Quizás la sensación más persistente en ese tiempo sin tiempo, en ese espacio que parece no tener cabida en el mundo, es que todo ha terminado y que ninguno se quiere dar cuenta de ello. Y quizás por eso mismo el enigmático título de esta obra en un solo acto, publicada en 1957 y fundamental en el extravagante mundo de Samuel Beckett: Fin de partida. El juego de descoloridas acciones, pertenecientes a una cotidianidad que ya se vislumbra lejana, se irá perdiendo como trazos hechos en el agua, con el inquietante énfasis de que acaso ya todo esté perdido por siempre y sin que ello importe gran cosa. Las palabras que cada tanto brotan de Hamm y Clov, y que siempre parecen esconder algo turbio, cruel, en momentos irónico y repetitivo, tal como sucede en las pesadillas, al final desembocarán en un silencio estéril. Y los ancianos en los botes de basura esperarán a la muerte sin dramas ni aspavientos, como si esperaran un autobús que habrá de llegar sin letrero y sin una hora precisa.

Al final, el abandono que rondaba como un fantasma desde el inicio de la obra, tomará forma. Y lo único que restará por hacer es cubrir un rostro que de por sí es incapaz de ver. Cubrirlo tal como se cubren los cadáveres: con silencio y una manta blanca.

miércoles, 25 de mayo de 2011

Esperando a Godot, de Samuel Beckett


No hay mucho que ver en esta obra en dos actos: apenas un par de hombres, muy probablemente vagabundos, en un paisaje casi vacío, salvo por un árbol esquelético. Los hombres son Vladimir y Estragon, que mantienen charlas acerca de sus botas, de sus problemas de salud o de algunas otras nimiedades. Están allí porque están esperando a un tal Godot, que tarde o temprano habrá de llegar. Sin embargo, nada se sabrá de este señor, ni de las relaciones que Vladimir y Estragon mantienen con él, y además, nunca aparecerá. El árbol (otro personaje quizás) sólo servirá para que coqueteen con la idea de ahorcarse, pero esa idea los lleva a otra cosa y esta a su vez a otra más, todas absolutamente carentes de importancia, acaso con el único fin de apaciguar el tedio:

Estragon –¿Y si nos ahorcáramos?
Vladimir – Sería un buen medio para que se nos pusiera tiesa.

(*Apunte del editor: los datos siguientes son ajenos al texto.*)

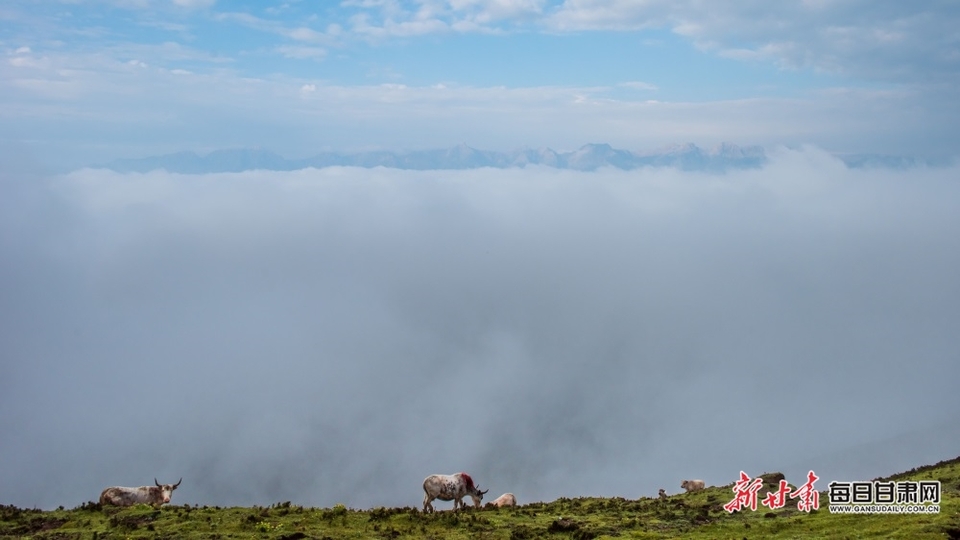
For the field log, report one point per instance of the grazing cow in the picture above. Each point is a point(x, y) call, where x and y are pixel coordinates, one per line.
point(121, 496)
point(453, 487)
point(507, 499)
point(692, 485)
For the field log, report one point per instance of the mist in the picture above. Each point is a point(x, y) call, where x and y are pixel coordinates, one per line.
point(334, 336)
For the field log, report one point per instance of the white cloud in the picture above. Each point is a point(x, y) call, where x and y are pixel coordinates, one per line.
point(195, 3)
point(888, 40)
point(302, 52)
point(573, 303)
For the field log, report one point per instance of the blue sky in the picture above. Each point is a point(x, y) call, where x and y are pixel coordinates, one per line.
point(96, 80)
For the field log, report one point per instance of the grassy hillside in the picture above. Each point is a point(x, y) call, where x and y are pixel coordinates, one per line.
point(695, 515)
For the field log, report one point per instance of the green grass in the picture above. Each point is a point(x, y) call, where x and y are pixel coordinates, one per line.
point(694, 515)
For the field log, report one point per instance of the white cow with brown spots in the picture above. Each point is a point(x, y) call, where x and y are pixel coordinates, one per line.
point(450, 487)
point(692, 485)
point(155, 495)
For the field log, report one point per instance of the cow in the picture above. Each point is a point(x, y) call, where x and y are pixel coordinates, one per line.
point(507, 499)
point(452, 487)
point(692, 485)
point(156, 496)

En cierto momento aparece Pozzo, una especie de amo cruel que lleva atado a una cuerda a Lucky, un esclavo autómata e inesperadamente viejo que, instigado por la curiosidad de Vladimir y Estragon, bailará y proferirá algunas consideraciones acerca de la filosofía de George Berkeley, aunque barajadas con absurdas digresiones que, empero, servirán para que el tiempo siga su tediosa marcha, hasta que llegue Godot. Pero ya sabemos que Godot no aparecerá, tal como lo anuncia un chiquillo con aire asustado, aunque también les asegura que mañana sin falta estará allí, en ese mismo lugar.

Para el segundo acto, las cosas seguirán por el mismo sendero, aunque con sutiles diferencias. Estragon, por ejemplo, no recordará casi nada de lo ocurrido el día anterior, ni siquiera a Pozzo y a Lucky, quienes tendrán la particularidad de haberse vuelto repentinamente ciego el uno, y sordo el otro, y además, tampoco recordarán a su vez ni a Estragon ni a Vladimir. Así, el tiempo, desde el primer acto visto como un ente hasta cierto punto feroz e inescrutable, continuará como una encarnación del más absoluto tedio, incapaz de albergar esperanzas o algo que no sea monotonía, hasta que al final volverá a aparecer un chiquillo que les anunciará que Godot tampoco llegará ese día, pero que al siguiente de seguro aparecerá por allí, en ese mismo lugar.

Mucho se ha especulado acerca del significado de Esperando a Godot (En attendant Godot, 1952) a través de los años, desde quienes ven en Godot al propio Dios y su intrascendencia después de la barbarie que significó la Segunda Guerra Mundial, exégesis que el propio Samuel Beckett se empeñó en negar, hasta quienes visualizan lo que allí ocurre, que es básicamente nada, como una radiografía de la enfermedad de nuestro tiempo; es decir, la vida cotidiana como un absurdo en sí mismo, en el que hay que buscar algo que hacer para pasar el tiempo, porque de otra forma se puede caer en la cuenta de lo vacía que es en realidad la existencia, y se puede comenzar a coquetear con ideas socialmente inaceptables como el suicidio, o por lo menos la locura.